A Binary Classification Social Network Dataset for Graph Machine Learning
Adnan Ali, Jinglong Li, Huanhuan Chen, AlMotasem Bellah Al Ajlouni
TL;DR
The paper introduces BiSND, a binary-classification social network dataset designed for graph machine learning, available in both tabular and graph formats to enable diverse modeling approaches. It evaluates supervised, self-supervised, and graph-based methods (DT, RF, XGBoost, KNN, MLP, GCN, and GCL methods BGRL, GRACE, DAENS) across multiple graph variants, achieving F1-scores from the mid-60s to about 70%. DAENS, especially the 2D2D variant, delivers the best performance among the graph-contrastive methods, illustrating the potential of self-supervised learning for sparse social-graph classification.
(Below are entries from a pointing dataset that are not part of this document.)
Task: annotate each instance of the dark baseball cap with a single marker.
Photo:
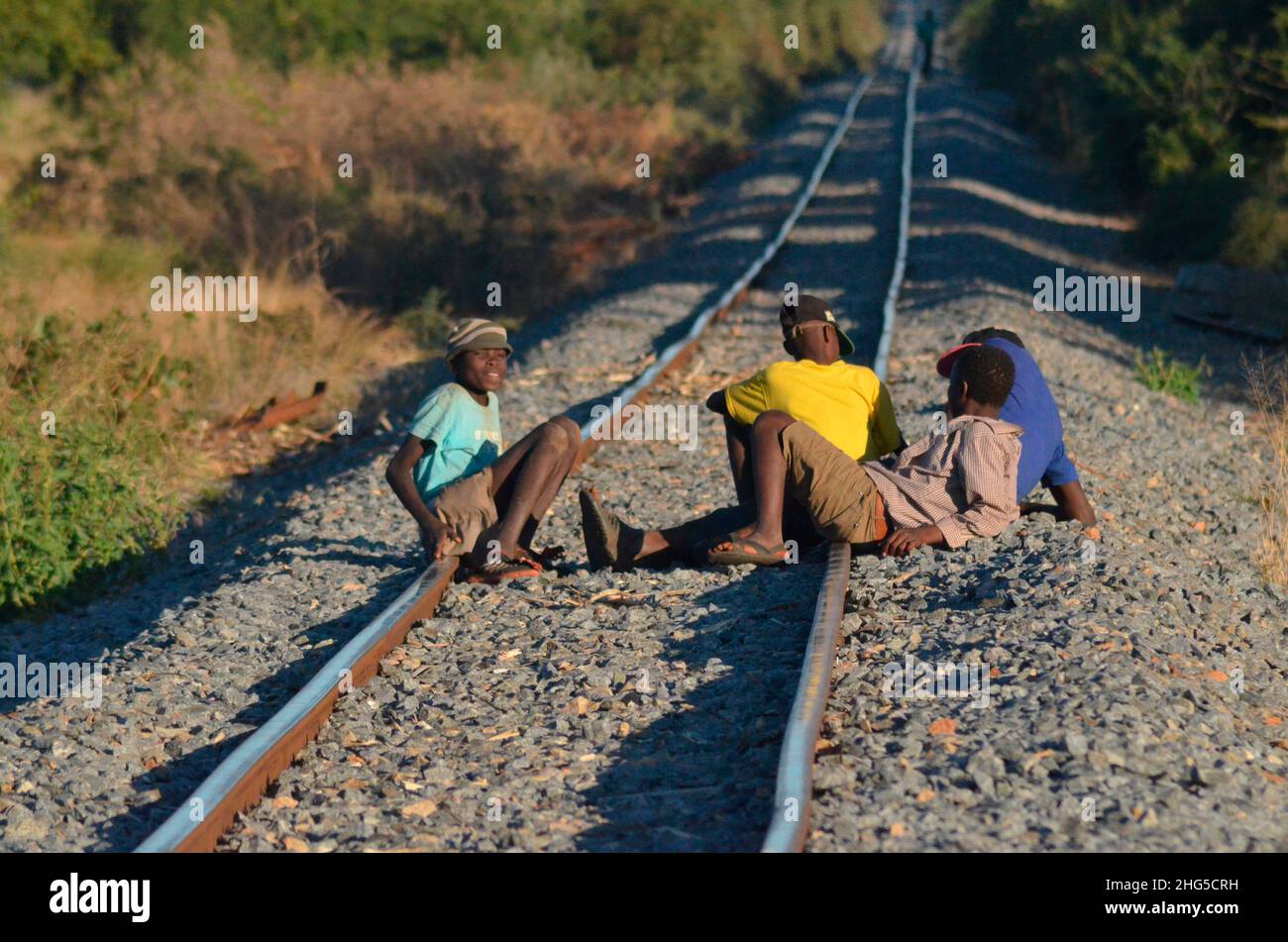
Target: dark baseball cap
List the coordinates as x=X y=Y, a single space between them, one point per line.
x=807 y=309
x=975 y=339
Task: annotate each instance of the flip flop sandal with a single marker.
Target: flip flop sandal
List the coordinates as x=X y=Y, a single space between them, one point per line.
x=545 y=556
x=746 y=551
x=609 y=542
x=505 y=568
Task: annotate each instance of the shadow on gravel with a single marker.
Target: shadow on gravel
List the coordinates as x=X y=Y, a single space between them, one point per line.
x=702 y=777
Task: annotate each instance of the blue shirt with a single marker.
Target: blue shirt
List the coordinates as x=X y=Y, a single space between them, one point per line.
x=467 y=437
x=1031 y=407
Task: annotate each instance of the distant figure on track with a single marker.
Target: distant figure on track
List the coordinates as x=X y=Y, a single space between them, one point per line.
x=471 y=498
x=846 y=404
x=926 y=29
x=1031 y=407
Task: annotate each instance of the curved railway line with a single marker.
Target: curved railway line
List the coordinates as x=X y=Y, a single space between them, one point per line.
x=243 y=778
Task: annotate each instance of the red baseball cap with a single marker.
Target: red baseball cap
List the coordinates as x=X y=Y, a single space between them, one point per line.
x=945 y=362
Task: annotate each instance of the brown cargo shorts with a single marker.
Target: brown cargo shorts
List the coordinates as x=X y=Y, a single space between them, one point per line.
x=467 y=507
x=840 y=497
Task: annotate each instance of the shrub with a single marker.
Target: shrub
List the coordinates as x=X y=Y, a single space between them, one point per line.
x=1163 y=373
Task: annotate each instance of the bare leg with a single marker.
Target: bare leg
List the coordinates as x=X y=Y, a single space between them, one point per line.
x=771 y=476
x=737 y=437
x=526 y=478
x=572 y=446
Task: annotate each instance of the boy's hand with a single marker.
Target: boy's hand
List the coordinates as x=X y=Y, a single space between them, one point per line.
x=437 y=538
x=903 y=542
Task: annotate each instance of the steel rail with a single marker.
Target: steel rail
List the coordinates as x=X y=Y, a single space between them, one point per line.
x=243 y=778
x=789 y=826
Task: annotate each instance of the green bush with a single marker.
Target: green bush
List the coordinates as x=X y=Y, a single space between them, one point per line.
x=1163 y=373
x=1154 y=112
x=77 y=503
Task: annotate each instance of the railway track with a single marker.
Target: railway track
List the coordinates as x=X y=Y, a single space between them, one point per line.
x=243 y=778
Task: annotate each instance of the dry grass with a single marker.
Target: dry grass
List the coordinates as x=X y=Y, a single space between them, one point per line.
x=1269 y=381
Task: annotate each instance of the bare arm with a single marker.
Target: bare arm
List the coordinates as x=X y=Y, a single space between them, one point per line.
x=400 y=481
x=1070 y=503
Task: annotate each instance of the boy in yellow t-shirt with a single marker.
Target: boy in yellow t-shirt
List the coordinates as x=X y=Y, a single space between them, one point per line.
x=844 y=403
x=848 y=405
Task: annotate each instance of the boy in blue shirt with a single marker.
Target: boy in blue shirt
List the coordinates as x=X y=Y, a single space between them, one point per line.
x=1031 y=407
x=469 y=497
The results demonstrate BiSND’s robustness and suitability for classification tasks, while highlighting that tree-based methods excel on tabular data and graph/self-supervised approaches can surpass them on graph data. Overall, BiSND provides a solid benchmark for future exploration in graph ML on binary social-network problems and social-media presence detection.
Abstract
Social networks have a vast range of applications with graphs. The available benchmark datasets are citation, co-occurrence, e-commerce networks, etc, with classes ranging from 3 to 15. However, there is no benchmark classification social network dataset for graph machine learning. This paper fills the gap and presents the Binary Classification Social Network Dataset (\textit{BiSND}), designed for graph machine learning applications to predict binary classes. We present the BiSND in \textit{tabular and graph} formats to verify its robustness across classical and advanced machine learning. We employ a diverse set of classifiers, including four traditional machine learning algorithms (Decision Trees, K-Nearest Neighbour, Random Forest, XGBoost), one Deep Neural Network (multi-layer perceptrons), one Graph Neural Network (Graph Convolutional Network), and three state-of-the-art Graph Contrastive Learning methods (BGRL, GRACE, DAENS). Our findings reveal that BiSND is suitable for classification tasks, with F1-scores ranging from 67.66 to 70.15, indicating promising avenues for future enhancements.